しかし「年を重ねる」もまた、言葉の上での言い換えでしかありません。わざわざ言い換えなくてはならないほど、年齢が上がっていくという事態は悲観すべきことなのだという感覚がかえって強まる気がしてならず、私は頑なに「年をとる」という言い方を使い続けているのです。
「若い」は、年齢が低いことを形容する言葉です。が、年齢が高いことを示す言葉は、「老いる」「老ける」のように、動詞。このことは、人は年をとることはできるけれど、決して若くなることはできないという事実を示しています。「若返る」という言葉はあれど、それは単なる気分や見え方、もしくは思い込みの問題なのであり、年齢が逆行するという意味ではない。
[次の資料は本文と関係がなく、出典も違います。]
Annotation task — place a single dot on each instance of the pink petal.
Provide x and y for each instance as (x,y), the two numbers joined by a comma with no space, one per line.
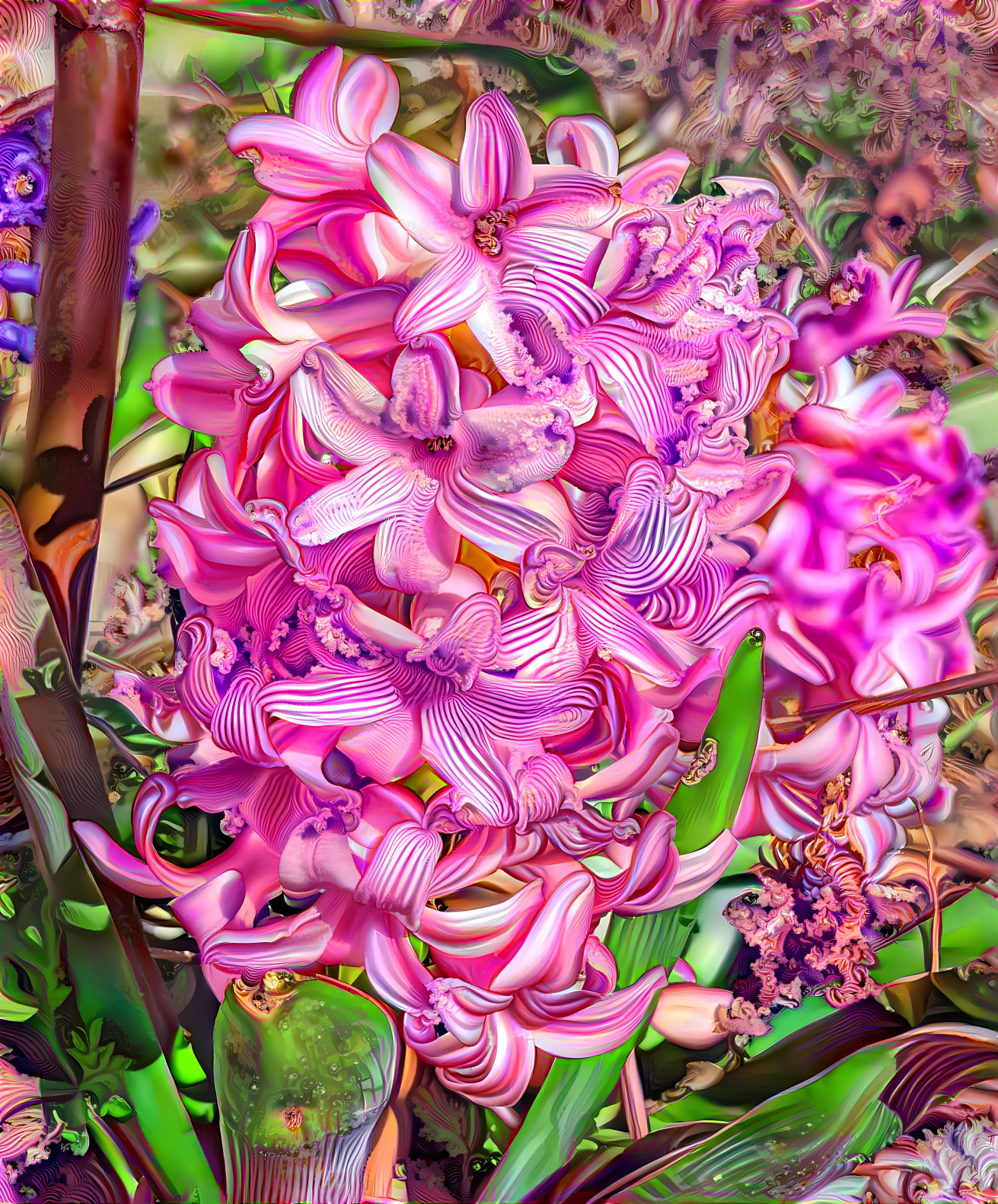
(700,870)
(397,879)
(457,936)
(604,1025)
(364,497)
(499,524)
(316,91)
(342,407)
(655,180)
(495,158)
(619,631)
(549,953)
(366,101)
(687,1015)
(414,549)
(120,867)
(585,142)
(199,393)
(426,388)
(317,857)
(335,700)
(422,190)
(358,324)
(505,447)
また、年齢が高くてもそうは見えない人に対する「若々しい」という形容詞もあります。が、それはほとんど「見えませんねぇ!」と同義の言葉。本当に若い人には「若々しい」とは決して言わないのであって、「々」の字には、老いに対する憐れみがこもっているのではないか。
こうしてみると、儒教というのはなかなかうまいことを考えたものだ、と思えてくるのでした。「長幼の序」というのは孟子が説いた言葉だそうで、年下の者は年長者を敬い、年長者は年下の者を慈しむというあり方を示しています。運動部などでは、「先輩の言うことには絶対服従」的に捉えられている言葉でもある。
しかし「とにかく年長者を敬え」というのは、「年長者は、放っておくと敬われなくなりがち」だからこその言葉だったのかもしれません。孟子が生きた時代であっても、若さの価値があまりに輝いていたからこそ、「とにかく年上は大切にしろ」という規範のようなものをつくったのではないか。